A reader who knew her ancient history would recognize that the newly-discovered "Arnold document" was almost certainly not a historically accurate account of the relationship between George Washington and Benedict Arnold...
In the March 2 issue of USA Today, ancient Egyptian documents expert James Robinson correctly predicted that the owners of the Judas Gospel manuscript would attempt to release it to coincide with the publicity build-up for "The DaVinci Code" movie, but explained that the "gospel" was part of a genre of pseudo-gospels from the second century onward, in which the authors simply made up the stories. In contrast, virtually all serious scholarship about the canonical gospels (Matthew, Mark, Luke, and John) believes that they were written much closer to the events they describe--sometime in the first century a.d.
The influential Christian bishop Irenaeus, in his treatise Against Heresies, written in 180 a.d., denounced the Gospel of Judas as the product of a gnostic sect called the Cainites. (Book 1, ch. 31, para. 1.)
It's doubtful that network TV producers were paging through their dog-eared copies of Ireneaus to assemble their good-Judas stories. Catholic apologist and blogger Mark Shea suggested the roll-out displays the theological illiteracy of the media and our culture in general:
In a culture so theologically and historically illiterate as ours--a culture that takes the Da Vinci Code with utmost seriousness--it goes without saying that the selfsame people who are exacting to a degree when it comes to the canonical gospels will drink in the Gospel of Judas without a dram of critical thought. You've seen it all before. "Mark place two angels at the tomb, but Matthew only notes one! The witnesses are hopelessly contradictory and worthless!" Likewise, if you point to the overwhelming testimony of the early church on the apostolic origins of the four gospels, you get nitnoid "analyses" of this or that Greek word which somehow is supposed to prove that the gospels are fabrications without any relation to the apostolic testimony.
But when somebody drags out an *obvious* second century document bearing every earmark of a typical gnostic school of thought (Jesus jabbering about "the man that clothed me" and all the typical stuff that went with the whole "spirit=good/body=bad" mindset so foreign to both Jesus and the apostles, credulous gulls in the MSM are ready to treat the notion that this is a genuine record of an eyewitness as settled fact.

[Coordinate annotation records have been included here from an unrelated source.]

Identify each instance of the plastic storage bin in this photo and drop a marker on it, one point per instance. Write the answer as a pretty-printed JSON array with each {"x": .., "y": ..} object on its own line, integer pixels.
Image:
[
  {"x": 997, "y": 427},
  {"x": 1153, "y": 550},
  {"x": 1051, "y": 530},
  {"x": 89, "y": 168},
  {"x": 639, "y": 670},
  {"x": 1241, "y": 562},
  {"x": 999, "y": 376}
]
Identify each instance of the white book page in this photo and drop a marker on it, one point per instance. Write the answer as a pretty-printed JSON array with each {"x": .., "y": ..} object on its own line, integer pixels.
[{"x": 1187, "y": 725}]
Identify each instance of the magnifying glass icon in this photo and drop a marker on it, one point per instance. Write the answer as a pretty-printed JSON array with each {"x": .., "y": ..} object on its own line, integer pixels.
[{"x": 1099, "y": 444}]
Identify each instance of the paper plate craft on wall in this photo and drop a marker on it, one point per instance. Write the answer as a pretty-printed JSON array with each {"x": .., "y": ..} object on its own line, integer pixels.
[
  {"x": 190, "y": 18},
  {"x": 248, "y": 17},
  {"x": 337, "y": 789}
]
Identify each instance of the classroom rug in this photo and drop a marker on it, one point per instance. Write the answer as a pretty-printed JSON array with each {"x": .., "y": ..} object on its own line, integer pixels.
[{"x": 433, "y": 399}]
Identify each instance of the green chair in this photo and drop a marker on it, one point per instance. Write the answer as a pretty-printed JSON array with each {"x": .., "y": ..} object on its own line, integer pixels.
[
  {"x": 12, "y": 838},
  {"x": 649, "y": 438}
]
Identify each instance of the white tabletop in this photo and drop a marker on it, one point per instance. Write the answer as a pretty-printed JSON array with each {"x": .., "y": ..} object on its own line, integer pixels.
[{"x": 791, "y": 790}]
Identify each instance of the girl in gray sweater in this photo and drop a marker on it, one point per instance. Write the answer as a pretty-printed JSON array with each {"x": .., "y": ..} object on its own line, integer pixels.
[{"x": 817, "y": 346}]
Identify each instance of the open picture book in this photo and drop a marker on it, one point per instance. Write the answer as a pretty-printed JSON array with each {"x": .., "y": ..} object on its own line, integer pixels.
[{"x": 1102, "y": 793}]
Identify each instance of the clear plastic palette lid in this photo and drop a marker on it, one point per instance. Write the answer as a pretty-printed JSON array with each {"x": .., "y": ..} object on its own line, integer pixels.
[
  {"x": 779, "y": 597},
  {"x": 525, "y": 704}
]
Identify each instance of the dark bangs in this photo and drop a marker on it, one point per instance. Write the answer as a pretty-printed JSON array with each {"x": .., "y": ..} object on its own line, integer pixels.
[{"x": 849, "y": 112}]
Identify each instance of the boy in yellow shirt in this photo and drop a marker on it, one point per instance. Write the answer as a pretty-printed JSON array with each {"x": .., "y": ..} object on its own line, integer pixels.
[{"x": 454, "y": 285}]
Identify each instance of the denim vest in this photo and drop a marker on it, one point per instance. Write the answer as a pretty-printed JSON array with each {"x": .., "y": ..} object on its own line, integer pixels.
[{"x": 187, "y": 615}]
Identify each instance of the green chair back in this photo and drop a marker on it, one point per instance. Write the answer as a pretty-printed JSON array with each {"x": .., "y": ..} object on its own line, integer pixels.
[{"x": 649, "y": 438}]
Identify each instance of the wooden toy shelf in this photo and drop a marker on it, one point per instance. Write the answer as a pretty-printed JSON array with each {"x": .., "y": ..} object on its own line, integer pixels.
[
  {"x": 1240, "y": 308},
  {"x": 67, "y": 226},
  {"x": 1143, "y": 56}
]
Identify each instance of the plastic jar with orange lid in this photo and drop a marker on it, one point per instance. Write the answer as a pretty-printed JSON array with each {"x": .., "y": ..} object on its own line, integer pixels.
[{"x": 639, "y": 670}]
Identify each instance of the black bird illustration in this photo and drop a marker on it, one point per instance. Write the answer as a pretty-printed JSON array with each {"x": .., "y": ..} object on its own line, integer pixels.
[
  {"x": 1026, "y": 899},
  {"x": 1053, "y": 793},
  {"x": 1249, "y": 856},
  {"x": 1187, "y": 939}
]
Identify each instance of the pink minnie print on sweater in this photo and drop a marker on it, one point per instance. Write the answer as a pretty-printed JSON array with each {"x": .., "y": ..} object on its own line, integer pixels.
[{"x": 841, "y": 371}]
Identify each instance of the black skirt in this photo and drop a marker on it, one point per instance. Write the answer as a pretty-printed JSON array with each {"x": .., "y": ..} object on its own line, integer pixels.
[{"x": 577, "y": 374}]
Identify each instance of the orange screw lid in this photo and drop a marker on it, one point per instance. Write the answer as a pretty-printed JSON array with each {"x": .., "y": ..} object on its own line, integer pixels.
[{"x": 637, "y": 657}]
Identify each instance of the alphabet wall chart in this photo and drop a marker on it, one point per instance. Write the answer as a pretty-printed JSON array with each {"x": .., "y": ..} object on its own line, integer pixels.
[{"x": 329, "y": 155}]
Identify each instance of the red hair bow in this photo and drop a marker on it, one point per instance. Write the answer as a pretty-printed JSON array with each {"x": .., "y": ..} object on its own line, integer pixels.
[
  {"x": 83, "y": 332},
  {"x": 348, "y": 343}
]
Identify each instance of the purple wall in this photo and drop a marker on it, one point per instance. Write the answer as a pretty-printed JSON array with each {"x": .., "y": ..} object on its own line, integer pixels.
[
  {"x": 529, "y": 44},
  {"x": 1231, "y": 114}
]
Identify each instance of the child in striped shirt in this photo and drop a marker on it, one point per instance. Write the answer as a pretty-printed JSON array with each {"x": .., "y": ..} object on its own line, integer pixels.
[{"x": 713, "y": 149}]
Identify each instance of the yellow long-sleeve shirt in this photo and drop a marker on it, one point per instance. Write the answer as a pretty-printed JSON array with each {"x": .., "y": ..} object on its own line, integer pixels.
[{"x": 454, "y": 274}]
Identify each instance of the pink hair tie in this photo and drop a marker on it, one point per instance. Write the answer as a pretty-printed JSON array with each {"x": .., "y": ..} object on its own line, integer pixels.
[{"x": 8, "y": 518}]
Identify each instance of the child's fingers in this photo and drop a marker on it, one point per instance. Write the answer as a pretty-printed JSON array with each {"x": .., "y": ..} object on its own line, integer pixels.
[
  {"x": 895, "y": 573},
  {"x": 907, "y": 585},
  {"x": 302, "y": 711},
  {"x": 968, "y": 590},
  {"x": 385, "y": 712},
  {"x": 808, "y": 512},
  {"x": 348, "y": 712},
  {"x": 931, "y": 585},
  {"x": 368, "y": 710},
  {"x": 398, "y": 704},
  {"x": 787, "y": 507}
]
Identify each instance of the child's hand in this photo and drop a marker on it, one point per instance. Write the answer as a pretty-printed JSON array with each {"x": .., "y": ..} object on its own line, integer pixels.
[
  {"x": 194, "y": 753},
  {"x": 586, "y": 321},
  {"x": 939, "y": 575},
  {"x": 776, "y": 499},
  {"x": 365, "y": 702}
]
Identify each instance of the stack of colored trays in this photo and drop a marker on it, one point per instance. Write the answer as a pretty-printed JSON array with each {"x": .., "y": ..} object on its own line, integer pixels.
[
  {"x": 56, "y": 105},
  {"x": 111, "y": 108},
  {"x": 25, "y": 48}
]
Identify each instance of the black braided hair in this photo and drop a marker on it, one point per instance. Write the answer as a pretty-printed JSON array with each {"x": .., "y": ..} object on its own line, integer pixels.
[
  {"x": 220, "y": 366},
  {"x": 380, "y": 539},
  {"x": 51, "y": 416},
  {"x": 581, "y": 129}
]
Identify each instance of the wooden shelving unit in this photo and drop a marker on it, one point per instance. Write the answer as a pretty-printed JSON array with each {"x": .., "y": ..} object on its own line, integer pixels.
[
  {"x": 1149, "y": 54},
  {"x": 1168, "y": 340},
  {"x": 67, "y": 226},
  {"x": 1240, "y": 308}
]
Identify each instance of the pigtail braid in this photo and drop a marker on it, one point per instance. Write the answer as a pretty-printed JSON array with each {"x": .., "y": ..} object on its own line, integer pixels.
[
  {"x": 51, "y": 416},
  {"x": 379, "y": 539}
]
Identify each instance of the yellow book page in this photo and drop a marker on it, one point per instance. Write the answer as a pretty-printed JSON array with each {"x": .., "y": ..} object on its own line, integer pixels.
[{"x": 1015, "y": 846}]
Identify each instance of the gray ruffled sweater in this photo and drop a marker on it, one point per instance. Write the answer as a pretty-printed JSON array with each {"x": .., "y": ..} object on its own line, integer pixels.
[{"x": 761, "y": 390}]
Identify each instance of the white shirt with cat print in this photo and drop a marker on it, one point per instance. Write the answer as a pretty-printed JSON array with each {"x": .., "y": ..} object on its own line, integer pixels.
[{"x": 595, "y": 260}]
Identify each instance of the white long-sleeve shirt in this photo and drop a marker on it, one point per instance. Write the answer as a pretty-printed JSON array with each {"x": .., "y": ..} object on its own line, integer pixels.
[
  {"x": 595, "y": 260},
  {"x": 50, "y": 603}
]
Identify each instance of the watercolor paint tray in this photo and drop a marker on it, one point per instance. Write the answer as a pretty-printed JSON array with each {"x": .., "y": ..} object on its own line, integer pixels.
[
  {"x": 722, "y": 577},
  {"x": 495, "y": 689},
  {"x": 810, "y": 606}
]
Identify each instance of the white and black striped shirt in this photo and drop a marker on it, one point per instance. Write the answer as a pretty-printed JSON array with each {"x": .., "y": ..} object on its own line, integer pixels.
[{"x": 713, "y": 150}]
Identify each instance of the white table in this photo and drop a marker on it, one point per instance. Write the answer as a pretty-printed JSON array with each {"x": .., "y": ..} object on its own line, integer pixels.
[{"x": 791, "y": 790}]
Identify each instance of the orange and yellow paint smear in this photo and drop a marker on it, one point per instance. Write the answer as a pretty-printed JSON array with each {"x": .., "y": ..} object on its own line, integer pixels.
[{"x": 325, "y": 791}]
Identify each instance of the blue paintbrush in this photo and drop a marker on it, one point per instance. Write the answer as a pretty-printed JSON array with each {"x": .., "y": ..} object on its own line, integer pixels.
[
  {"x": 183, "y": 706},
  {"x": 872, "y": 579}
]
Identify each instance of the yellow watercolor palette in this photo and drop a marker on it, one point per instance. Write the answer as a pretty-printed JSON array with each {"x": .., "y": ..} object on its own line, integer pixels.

The most hilarious irony of all of this is that many of the hedonists and "sacred feminists" who are so eager for the gnostic Jesus would not want to have touched a real gnostic with a barge pole. After all, when your religious theory tells you that matter is a prison and women are the means by which spirit is imprisoned in matter, this tends to give rise to a rather low view of women.
One of the great favors some historian is going to have to do us all one day will be to compare the status of women in the early Church, not with the ludicrous notions of the Idealized Pre-Christian Sacred Feminine Paganism of Dan Brown and his research drudgewench Blythe, but with the average life of women in pre-Christian paganism and Judaism. I have no illusion that the lot of women vastly improved with the dawn of the gospel, just as the lot of slaves did not not immediately improve. But the notion that everything was just peachy for women until the Evil Church suddenly instituted patriarchy and crushed Woman underfoot is something that, well, only a culture as historically and theologically illiterate as ours could believe.